Century Therapeutics is a five year-old company spun-off from labs at Massachusetts General Hospital in Boston and Stanford University in Palo Alto, California. Immunologist Marcela Maus at Mass. General and Harvard Medical School, one of the company’s scientific founders, studies the biology and engineering of T-cells in the immune system as cancer therapies, while cell biologist Hiromitsu Nakauchi at Stanford medical school, also a scientific founder, investigates clinical applications of stem cells. Century Therapeutics licenses technology for stem cell transformation and production from Fujifilm Cellular Dynamics in Tokyo. Science & Enterprise reported in July 2019 on the company’s raising of $250 million in its first venture round.

Gene edits to evade immune detection

CNTY-101, Century Therapeutics’ lead product, is made from off-the-shelf induced pluripotent stem cells, also known as adult stem cells, transformed into natural killer cells in the immune system. The company says it uses the genomic editing technique Crispr, short for clustered regularly interspaced short palindromic repeats, to edit the genes in stem cells to target their therapeutic effects, as well as evade detection from the immune system called Allo-Evasion, allowing the therapies to work.

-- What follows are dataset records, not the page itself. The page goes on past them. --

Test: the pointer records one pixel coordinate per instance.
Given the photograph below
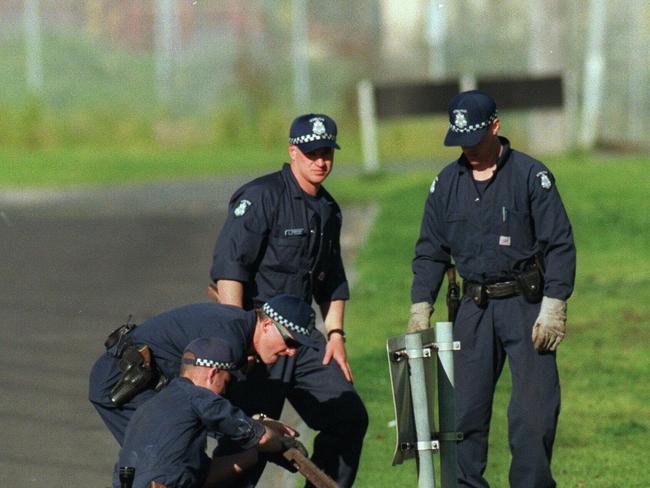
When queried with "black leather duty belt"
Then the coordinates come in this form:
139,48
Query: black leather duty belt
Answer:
481,292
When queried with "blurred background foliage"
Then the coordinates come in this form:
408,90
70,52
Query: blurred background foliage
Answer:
173,75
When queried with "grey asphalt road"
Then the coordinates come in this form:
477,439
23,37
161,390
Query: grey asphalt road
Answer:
74,266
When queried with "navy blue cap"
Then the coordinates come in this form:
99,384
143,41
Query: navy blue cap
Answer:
313,131
295,315
470,115
212,352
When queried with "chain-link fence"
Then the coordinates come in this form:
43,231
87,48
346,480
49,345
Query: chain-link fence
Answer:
207,68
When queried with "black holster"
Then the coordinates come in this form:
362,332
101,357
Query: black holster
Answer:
118,340
138,374
531,283
478,293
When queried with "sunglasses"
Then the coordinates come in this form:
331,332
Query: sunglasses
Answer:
289,341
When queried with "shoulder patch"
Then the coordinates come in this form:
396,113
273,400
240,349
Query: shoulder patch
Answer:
433,185
544,180
241,208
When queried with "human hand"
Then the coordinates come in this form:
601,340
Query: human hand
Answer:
335,349
550,326
420,316
275,435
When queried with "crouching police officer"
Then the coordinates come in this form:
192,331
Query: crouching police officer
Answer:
282,236
165,440
140,360
497,212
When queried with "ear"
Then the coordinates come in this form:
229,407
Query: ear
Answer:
292,152
213,374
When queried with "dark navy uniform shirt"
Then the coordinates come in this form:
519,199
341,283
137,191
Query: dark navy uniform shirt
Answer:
165,440
494,231
169,333
274,242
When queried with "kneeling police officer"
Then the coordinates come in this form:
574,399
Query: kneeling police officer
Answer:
164,445
140,359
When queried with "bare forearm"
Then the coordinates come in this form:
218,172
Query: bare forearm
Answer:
224,468
333,313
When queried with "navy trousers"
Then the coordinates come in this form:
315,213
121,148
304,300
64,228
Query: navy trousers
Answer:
322,397
488,336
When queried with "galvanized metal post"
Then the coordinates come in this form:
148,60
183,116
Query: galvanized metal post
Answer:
446,404
300,52
34,62
368,125
416,354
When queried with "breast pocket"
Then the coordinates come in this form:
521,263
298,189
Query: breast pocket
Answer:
285,253
517,232
457,232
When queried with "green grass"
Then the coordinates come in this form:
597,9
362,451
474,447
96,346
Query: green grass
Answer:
604,432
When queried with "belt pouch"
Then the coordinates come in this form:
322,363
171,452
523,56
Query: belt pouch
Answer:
478,293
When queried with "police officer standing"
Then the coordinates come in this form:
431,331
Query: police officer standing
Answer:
498,214
282,236
165,439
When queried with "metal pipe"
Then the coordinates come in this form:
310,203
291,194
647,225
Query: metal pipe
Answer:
415,354
446,404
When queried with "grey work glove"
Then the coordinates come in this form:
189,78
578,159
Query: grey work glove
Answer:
550,326
420,316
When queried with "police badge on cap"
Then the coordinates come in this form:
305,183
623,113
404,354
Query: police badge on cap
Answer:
470,115
313,131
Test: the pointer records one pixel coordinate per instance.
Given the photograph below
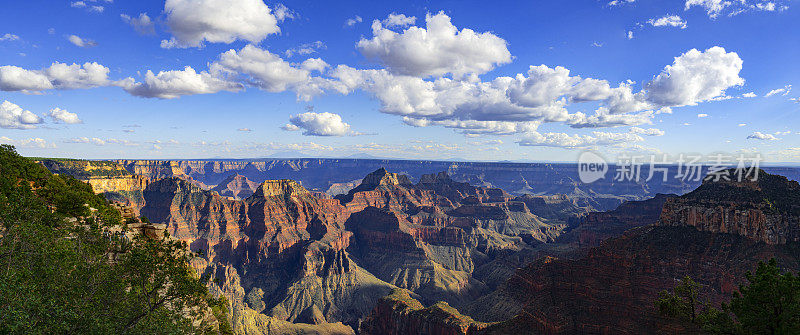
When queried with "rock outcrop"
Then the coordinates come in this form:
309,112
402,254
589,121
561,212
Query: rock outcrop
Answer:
236,186
429,237
400,314
612,289
767,209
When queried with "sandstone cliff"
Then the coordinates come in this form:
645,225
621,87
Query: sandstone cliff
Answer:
767,209
236,186
399,313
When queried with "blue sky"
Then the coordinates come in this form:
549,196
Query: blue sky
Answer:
454,81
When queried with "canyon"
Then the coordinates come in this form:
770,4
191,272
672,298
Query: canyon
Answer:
305,246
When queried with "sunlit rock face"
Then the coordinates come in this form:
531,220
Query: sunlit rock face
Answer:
713,234
236,186
767,209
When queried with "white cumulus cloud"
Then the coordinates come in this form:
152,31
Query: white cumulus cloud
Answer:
438,49
81,42
37,143
782,91
142,24
176,83
395,20
696,76
318,124
352,21
63,116
195,22
13,116
757,135
668,21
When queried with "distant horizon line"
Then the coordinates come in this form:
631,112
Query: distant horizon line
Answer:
766,164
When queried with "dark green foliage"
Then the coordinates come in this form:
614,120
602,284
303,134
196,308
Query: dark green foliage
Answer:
77,168
64,271
768,304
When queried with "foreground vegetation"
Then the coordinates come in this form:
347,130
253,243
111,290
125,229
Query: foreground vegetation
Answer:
65,268
768,304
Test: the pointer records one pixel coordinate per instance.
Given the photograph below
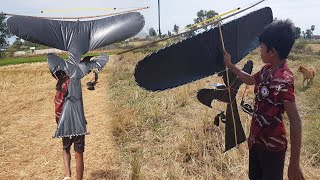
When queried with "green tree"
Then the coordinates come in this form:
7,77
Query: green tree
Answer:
297,32
189,34
152,32
4,33
312,28
204,15
308,33
176,29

CNTY-101 is being tested in an early-stage clinical trial at two sites among patients with B-cell non-Hodgkin’s lymphoma, begun earlier this year, looking mainly for safety and tolerated dosage, but also clinical responses to the treatments.

Century Therapeutics says FDA cleared its investigational new drug or IND application for a similar early-stage clinical trial testing CNTY-101 among patients with SLE. The new trial, says the company, will investigate the treatment’s safety and tolerability in participants, as well as chemical activity in the body and any clinical responses. Century Therapeutics expects the study to begin in the first half of 2024, with initial results by the end of the year.

“We believe the unique profile of CNTY-101,” says Century Therapeutics CEO Brent Pfeiffenberger in a company statement, “which incorporates multiple precision edits including our Allo-Evasion technology, positions it as an off-the-shelf allogeneic treatment option that could meaningfully improve outcomes for patients with SLE for whom existing therapies fall short.”